One of the small innovations in the JeeNode is the use of “Ports”:
Most µC boards, including the Arduino, brought out all the I/O pins on one or more large headers, meaning that you had to pick and route individual pins for each case where some component or sensor was being connected. While flexible, it prevented adding stuff in a plug-an-play manner: hook up some sensors, use matching bits of C/C++ code, and done.
I also always kept running out of VCC and GND connection pins while experimenting. So instead of bundling all I/O pins, a decision was made in 2009 to bring out a couple of (nearly) identical “ports”, to any of which the same sensor could be attached. That meant you could connect up to at least four sensors independent of each other.
As it turns out, there are enough spare I/O pins on an ATmega to provide one digital and one analog pin to each port.
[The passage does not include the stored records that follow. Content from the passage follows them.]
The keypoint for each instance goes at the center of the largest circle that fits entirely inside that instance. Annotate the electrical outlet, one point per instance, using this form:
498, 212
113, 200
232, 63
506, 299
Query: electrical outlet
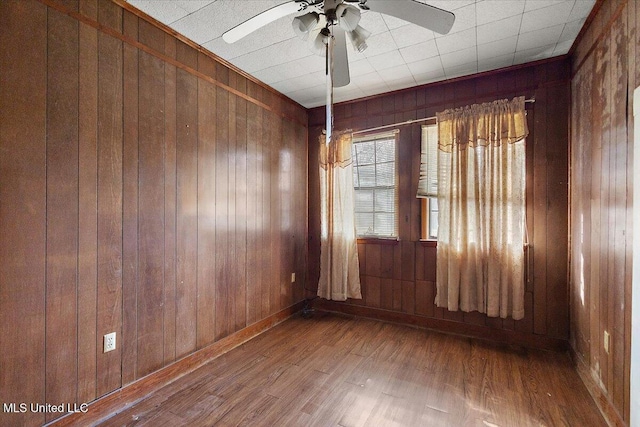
109, 342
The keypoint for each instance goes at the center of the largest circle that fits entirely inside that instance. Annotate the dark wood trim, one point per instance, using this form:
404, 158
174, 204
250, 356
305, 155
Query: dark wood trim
103, 408
113, 33
456, 80
607, 409
377, 241
602, 34
468, 330
585, 26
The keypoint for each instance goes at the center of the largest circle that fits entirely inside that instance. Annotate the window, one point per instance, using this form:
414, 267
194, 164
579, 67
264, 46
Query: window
428, 184
374, 181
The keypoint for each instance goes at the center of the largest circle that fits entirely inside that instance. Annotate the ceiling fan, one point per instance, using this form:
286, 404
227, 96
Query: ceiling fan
328, 23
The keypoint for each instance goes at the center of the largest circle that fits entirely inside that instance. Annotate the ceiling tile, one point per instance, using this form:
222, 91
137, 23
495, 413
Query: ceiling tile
571, 30
399, 72
562, 48
484, 37
499, 30
530, 5
419, 51
487, 64
285, 51
461, 70
379, 44
393, 22
494, 10
498, 48
386, 60
534, 54
192, 5
581, 9
428, 77
425, 65
360, 67
457, 41
410, 35
461, 57
546, 17
373, 22
465, 18
544, 37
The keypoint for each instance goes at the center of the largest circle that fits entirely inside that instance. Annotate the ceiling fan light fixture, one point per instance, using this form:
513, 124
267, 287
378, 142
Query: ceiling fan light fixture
320, 42
348, 16
359, 38
302, 25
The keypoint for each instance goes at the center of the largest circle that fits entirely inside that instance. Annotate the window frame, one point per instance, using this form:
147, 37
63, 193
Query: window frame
425, 213
372, 136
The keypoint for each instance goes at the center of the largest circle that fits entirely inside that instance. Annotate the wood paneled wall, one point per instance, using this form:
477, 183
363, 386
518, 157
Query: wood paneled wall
606, 69
399, 278
145, 189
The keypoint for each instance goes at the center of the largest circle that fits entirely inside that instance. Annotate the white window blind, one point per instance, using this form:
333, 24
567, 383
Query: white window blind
428, 183
374, 181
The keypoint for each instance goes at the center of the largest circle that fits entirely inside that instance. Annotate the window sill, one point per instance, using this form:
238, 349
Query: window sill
378, 240
429, 243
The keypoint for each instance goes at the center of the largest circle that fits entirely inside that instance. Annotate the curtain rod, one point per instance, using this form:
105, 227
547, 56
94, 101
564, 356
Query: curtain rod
408, 122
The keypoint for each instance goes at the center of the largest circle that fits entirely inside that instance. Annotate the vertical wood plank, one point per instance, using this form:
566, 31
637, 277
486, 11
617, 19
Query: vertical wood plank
186, 206
170, 130
619, 91
231, 183
207, 241
265, 212
110, 134
254, 219
23, 89
62, 208
150, 211
372, 286
241, 217
275, 126
87, 205
223, 299
130, 204
556, 228
539, 214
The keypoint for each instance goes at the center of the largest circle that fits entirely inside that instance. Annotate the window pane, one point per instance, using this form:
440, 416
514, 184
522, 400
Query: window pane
374, 182
364, 200
433, 217
365, 153
384, 224
386, 151
364, 223
367, 176
385, 174
385, 200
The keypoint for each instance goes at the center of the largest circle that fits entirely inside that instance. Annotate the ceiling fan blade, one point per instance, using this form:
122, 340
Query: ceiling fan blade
426, 16
340, 58
262, 19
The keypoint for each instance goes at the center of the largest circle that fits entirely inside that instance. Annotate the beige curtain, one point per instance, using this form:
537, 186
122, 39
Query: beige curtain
481, 199
339, 268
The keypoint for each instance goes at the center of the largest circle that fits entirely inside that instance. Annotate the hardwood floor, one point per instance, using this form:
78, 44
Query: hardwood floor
340, 371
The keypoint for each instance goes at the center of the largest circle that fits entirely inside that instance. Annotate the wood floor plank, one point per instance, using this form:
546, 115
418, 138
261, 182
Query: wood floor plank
370, 373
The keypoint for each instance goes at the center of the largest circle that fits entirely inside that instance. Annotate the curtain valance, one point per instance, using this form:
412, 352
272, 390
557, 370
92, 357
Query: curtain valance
492, 123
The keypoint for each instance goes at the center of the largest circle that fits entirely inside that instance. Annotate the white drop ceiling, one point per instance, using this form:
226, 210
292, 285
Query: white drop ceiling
486, 35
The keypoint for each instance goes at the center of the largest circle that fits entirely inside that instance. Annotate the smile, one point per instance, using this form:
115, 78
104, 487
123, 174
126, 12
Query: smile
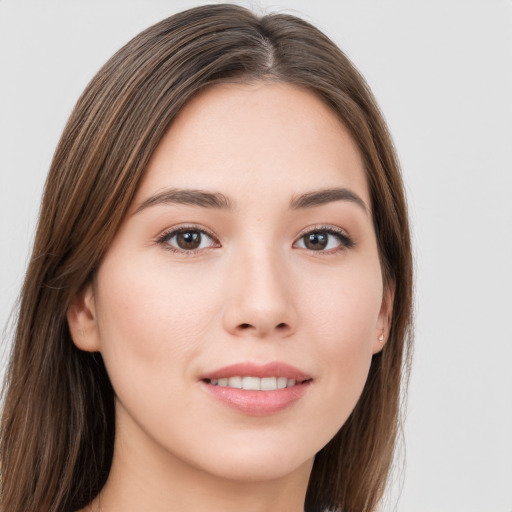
254, 383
Add GND, VCC (+3.3V) and PWR (the input voltage, could be up to about 13V), and you end up with a fairly general-purpose setup. One extra spare pin was provided as “IRQ” to allow connected sensors to draw attention to themselves via an interrupt, although this feature has admittedly so far not been used much on JeeNodes.
But the real improvement is the fact that the two I/O pins can be used as I2C bus. All of a sudden, each port is no longer limited to a single sensor. The I2C bus is so useful because many types of low-cost chips include an I2C interface in hardware, and it lets multiple chips operate on a single bus.
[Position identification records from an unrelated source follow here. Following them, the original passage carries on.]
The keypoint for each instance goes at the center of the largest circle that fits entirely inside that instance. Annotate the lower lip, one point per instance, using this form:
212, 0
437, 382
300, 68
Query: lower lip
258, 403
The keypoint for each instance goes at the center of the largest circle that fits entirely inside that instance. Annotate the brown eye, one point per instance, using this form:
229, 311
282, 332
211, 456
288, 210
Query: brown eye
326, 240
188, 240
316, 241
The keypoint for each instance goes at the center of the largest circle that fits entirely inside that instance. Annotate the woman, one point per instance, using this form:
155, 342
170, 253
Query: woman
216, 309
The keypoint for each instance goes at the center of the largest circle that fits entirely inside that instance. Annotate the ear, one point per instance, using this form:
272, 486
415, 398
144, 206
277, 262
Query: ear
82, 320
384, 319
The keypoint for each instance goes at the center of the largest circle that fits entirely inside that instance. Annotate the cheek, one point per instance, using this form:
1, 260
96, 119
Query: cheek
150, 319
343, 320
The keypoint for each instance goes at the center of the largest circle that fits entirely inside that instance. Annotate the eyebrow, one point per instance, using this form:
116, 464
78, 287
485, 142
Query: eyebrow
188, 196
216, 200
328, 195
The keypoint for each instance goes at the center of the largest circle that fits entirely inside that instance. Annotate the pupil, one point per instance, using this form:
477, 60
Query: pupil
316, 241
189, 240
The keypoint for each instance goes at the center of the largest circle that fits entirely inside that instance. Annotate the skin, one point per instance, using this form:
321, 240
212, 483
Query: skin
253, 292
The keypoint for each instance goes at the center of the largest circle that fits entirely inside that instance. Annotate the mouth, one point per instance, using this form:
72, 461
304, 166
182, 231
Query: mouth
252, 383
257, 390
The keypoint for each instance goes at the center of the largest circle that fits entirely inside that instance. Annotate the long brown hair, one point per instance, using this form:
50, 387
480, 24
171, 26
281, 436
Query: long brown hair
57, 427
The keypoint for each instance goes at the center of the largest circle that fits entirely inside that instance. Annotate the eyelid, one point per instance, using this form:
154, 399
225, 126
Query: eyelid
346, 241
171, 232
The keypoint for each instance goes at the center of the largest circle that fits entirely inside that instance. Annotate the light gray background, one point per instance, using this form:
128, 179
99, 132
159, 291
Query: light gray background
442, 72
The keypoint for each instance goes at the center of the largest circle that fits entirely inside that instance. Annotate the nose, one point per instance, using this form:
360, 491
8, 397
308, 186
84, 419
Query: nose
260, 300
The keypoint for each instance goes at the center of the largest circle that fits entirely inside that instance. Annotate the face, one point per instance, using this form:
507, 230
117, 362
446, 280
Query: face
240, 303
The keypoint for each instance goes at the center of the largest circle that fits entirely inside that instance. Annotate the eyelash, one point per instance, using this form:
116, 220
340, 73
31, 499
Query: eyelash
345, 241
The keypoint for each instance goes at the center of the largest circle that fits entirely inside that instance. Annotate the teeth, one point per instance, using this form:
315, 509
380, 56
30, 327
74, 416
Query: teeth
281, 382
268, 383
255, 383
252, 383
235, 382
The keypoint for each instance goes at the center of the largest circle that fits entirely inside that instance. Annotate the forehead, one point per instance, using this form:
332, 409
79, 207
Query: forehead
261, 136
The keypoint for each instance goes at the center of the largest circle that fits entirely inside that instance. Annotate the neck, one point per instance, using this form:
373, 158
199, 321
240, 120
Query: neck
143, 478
One of the first extensions added was the Expander Plug, an 8-bit general-purpose digital I/O interface. So now, with just two pins consumed on the ATmega, you could have up to 32 input/output pins (by daisy chaining 4 of these plugs and setting them each to a different I2C address). The Dimmer Plug takes this even further: up to 8 of them on one bus, each driving up to 16 LED’s – for a total of 128 dimmable LEDs on 2 I/O pins!
Officially, the I2C bus requires dedicated hardware with “slew control” to increase the accuracy of signals on the bus. And while the ATmega has such an interface, there is just one per ATmega. Fortunately, you can also “bit-bang” I2C in plain software, i.e. simulate the relatively slow pin changes with nothing but software on any 2 I/O pins. The speed is not quite as high, and the supported bus length is also limited to a few dozen centimeters, but for direct connection of a few plugs that still works out quite well.
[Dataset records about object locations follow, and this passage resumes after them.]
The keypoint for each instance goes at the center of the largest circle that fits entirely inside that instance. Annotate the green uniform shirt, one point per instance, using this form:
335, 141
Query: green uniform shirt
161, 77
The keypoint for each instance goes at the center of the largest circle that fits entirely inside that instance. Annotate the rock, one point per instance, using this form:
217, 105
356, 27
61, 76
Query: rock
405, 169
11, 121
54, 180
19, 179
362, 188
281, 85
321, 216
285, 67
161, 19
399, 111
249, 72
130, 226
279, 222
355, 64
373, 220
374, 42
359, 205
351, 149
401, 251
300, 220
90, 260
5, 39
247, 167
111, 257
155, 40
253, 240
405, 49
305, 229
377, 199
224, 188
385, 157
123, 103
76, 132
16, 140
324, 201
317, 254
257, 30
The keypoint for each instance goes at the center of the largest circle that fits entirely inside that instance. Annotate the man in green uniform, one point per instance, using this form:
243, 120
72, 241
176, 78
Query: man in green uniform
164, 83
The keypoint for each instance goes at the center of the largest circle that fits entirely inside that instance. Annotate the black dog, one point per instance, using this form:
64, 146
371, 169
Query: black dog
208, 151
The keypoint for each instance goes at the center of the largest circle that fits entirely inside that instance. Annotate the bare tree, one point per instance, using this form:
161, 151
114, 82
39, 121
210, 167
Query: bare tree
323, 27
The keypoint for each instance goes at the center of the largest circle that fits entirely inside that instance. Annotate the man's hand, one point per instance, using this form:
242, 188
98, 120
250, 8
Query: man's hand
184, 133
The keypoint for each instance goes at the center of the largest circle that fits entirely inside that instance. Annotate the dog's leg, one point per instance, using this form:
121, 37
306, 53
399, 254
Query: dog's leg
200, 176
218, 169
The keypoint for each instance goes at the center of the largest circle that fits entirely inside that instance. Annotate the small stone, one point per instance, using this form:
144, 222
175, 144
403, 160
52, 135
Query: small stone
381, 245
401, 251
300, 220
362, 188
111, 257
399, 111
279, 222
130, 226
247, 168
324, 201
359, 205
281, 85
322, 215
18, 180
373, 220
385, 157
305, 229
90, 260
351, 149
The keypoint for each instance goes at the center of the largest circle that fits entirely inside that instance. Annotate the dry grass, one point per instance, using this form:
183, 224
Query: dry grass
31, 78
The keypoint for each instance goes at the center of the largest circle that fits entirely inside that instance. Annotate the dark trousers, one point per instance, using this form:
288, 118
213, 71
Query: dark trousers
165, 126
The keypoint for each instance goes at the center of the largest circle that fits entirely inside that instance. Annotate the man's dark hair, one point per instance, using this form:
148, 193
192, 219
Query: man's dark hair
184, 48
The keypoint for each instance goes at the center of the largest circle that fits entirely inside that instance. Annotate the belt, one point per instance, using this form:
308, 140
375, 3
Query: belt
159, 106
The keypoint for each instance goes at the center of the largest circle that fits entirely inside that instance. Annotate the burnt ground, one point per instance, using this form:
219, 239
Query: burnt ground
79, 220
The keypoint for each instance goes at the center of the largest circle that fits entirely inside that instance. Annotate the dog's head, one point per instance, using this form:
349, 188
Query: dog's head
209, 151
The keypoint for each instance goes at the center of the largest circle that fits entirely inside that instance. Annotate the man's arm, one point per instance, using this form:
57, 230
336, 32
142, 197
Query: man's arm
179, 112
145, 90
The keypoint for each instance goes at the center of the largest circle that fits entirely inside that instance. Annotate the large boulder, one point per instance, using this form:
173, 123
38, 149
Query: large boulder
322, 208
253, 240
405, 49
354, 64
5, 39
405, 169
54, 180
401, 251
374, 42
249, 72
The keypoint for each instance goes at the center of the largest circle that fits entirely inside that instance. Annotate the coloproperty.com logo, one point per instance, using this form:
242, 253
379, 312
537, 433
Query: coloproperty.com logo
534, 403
And so the JeeNode has ended up having 4 “ports”, each of them individually capable of supporting either I2C, or one analog (AIO) and one digital (DIO) pin – or alternately 2 digital I/O’s, since each analog pin on the ATmega can also be used in digital mode.
Since then, lots of different types of “JeePlugs” have been created, some I2C, some not. Most of the plugs have a corresponding class and a demo sketch in the JeeLib library, making it very easy to hook them up and interface to them in software. With most plugs, you just have to define which port they are connected to – and in the case of I2C plugs, which bus address they have been set to.
The placement of these ports and the choice of very low-cost standard 6-pin headers took some experimentation, but I think it all turned out ok. Lots of expandability and flexibility.